Ein Europa ist das der nationalen Populisten. Ein Europa der AfD, an das Elon Musk, J. D. Vance und Donald Trump appellieren. Ein Europa, in dem die Rechtsaußen-Parteien in Österreich, Ungarn oder Frankreich zumindest teilweise in politischer, personeller, ideologischer und finanzieller Hinsicht unter dem Einfluss der zwei neuen Reiche, USA und Russland, stehen. Dass die USA plötzlich Positionen verkünden, die denen Russlands verblüffend ähnlich sind, markiert die existenzielle Bedrohung für die EU, die darin liegt: Es gibt auch aus dem Westen keinen Schutz mehr.
Das andere Europa ist jenes, das sich auf Werte wie Menschenrechte, liberale Demokratie und die Idee vom gerechten Frieden einigen kann. Das ist unser Europa. Die kommenden Wochen und Monate werden zeigen, ob Deutschland unter Friedrich Merz bereit ist, eine Vertrauenskoalition mit den Osteuropäern einzugehen. Ob das Land ihre Sorgen um Souveränität besser verstehen möchte als Deutschland unter Scholz.
Diese Sorgen sind begründet, um das noch einmal zu betonen. Wird Osteuropa wieder einmal um einen Platz am Tisch kämpfen müssen, wie 2014, als Polen von den Ukraine-Gesprächen im Normandie-Format ausgeschlossen wurde? Warum sollte sich der atomare Schutzschirm Merz zufolge auch auf Deutschland erstrecken, aber an der Oder enden? Der Verlauf dieser Grenze lässt überall in Osteuropa die Alarmglocken schrillen, weil er unweigerlich an die alte Ostblockgrenze erinnert.
Vergleichbare Bedenken regen sich angesichts von Vorschlägen wie jenem der CDU, die Schengen-Zone effektiv abzuschaffen, um illegale Einwanderung zu verhindern. Leider besteht einer der ideologischen Erfolge der Populisten darin, selbst da in der Sicherheitspolitik auf nationalen Eigennutz zu setzen, wo man auf multilaterale Zusammenarbeit angewiesen wäre. Und wer weiß, weiterhin die Führung in diesem Wettrennen um nationalistische Erwartungen zu beanspruchen, könnte letztlich zum Ende einer Kanzlerschaft Merz und einem Wahlsieg für die AfD führen, zur Rückkehr von Deutschlands dunkelsten Geistern.

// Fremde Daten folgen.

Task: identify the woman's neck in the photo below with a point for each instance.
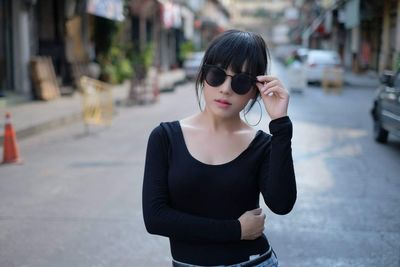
(220, 124)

Seit Februar 2022 ist viel über die Verlagerung des Schwerpunkts der EU nach Osten geschrieben worden. Doch das ist ein Irrtum. Wenn sich das politische Gewicht damals wirklich auf einige ehemalige postkommunistische Länder verschoben hat, dann nur, weil diese Länder bereit waren, Verantwortung für die Außen-, Migrations- und Militärpolitik der EU zu übernehmen.
In der Unterstützung der Ukraine sollte es vor allem darum gehen, sich nicht vor der Verantwortung, den Opfern und den enormen Kosten zu drücken. Die Bundestagswahl hat uns einmal mehr erinnert, dass diese Bürde nicht von ganz Europa getragen wird, sondern nur von einem seiner Teile. Nämlich jenem Teil, der im Licht der tragischen Geschichte des 20. Jahrhunderts versteht, dass nationales Eigeninteresse nicht immer vor Solidarität stehen kann.